Is it rude to be too early for an interview?  - cwan
http://blog.scsuscholars.com/2010/04/is-it-rude-to-be-too-early.html

======
bonsaitree
Yes.

It's actually rude to show up excessively early for ANY sort of social
engagement and, despite the business context and objectives involved, an in-
person interview IS a social engagement.

Despite the professional context, you are still considered a "guest" and the
employer is considered the "host". In most cultures, the host is expected to
provide some sort of accomodations for the guest--if only acknowledgment of
arrival and a simple waiting area considered a non-public space. By showing up
excessively early, you're placing an "excess of obligation" upon the "host".

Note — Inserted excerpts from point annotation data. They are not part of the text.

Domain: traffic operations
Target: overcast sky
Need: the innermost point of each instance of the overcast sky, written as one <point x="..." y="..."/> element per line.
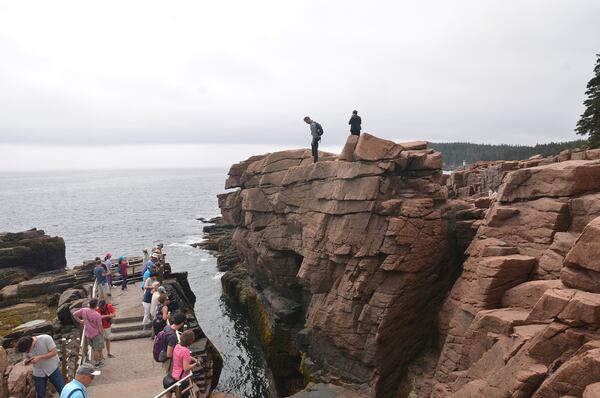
<point x="116" y="76"/>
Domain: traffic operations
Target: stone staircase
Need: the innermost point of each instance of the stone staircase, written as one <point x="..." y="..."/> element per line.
<point x="129" y="328"/>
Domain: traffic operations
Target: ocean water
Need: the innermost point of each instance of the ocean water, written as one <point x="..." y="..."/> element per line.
<point x="123" y="212"/>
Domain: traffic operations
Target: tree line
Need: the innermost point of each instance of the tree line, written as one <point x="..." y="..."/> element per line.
<point x="454" y="153"/>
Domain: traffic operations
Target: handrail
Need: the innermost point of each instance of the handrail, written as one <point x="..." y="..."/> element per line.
<point x="178" y="383"/>
<point x="83" y="333"/>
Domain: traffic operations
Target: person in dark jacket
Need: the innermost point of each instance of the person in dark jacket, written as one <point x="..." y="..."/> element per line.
<point x="354" y="123"/>
<point x="315" y="131"/>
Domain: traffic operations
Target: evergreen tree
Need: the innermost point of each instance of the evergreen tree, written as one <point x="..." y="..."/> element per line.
<point x="590" y="119"/>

If you find that, by happenstance, you'll arrive "excessively early" for your
interview. The default behavior is bide your time in some fashion that does
not involve any obligation on the part of your "host" until just shortly prior
to the appointed time.

Depending on the circumstances of your arrival, one can try calling ahead to
ask the other party "If they would prefer, it's unexpectedly become possible
to move up your meeting". I generally don't recommend this as it can greatly
over-complicate previously agreed upon schedules and, if not handled
delicately, can convey the impression that one or both parties don't place
enough value on each other's time, attention, and prior commitments.

------
anigbrowl
Of course not. Just say traffic was lighter than expected, and produce
something you brought to read - one's choice of reading material could be a
positive factor as long as it's not just a prop.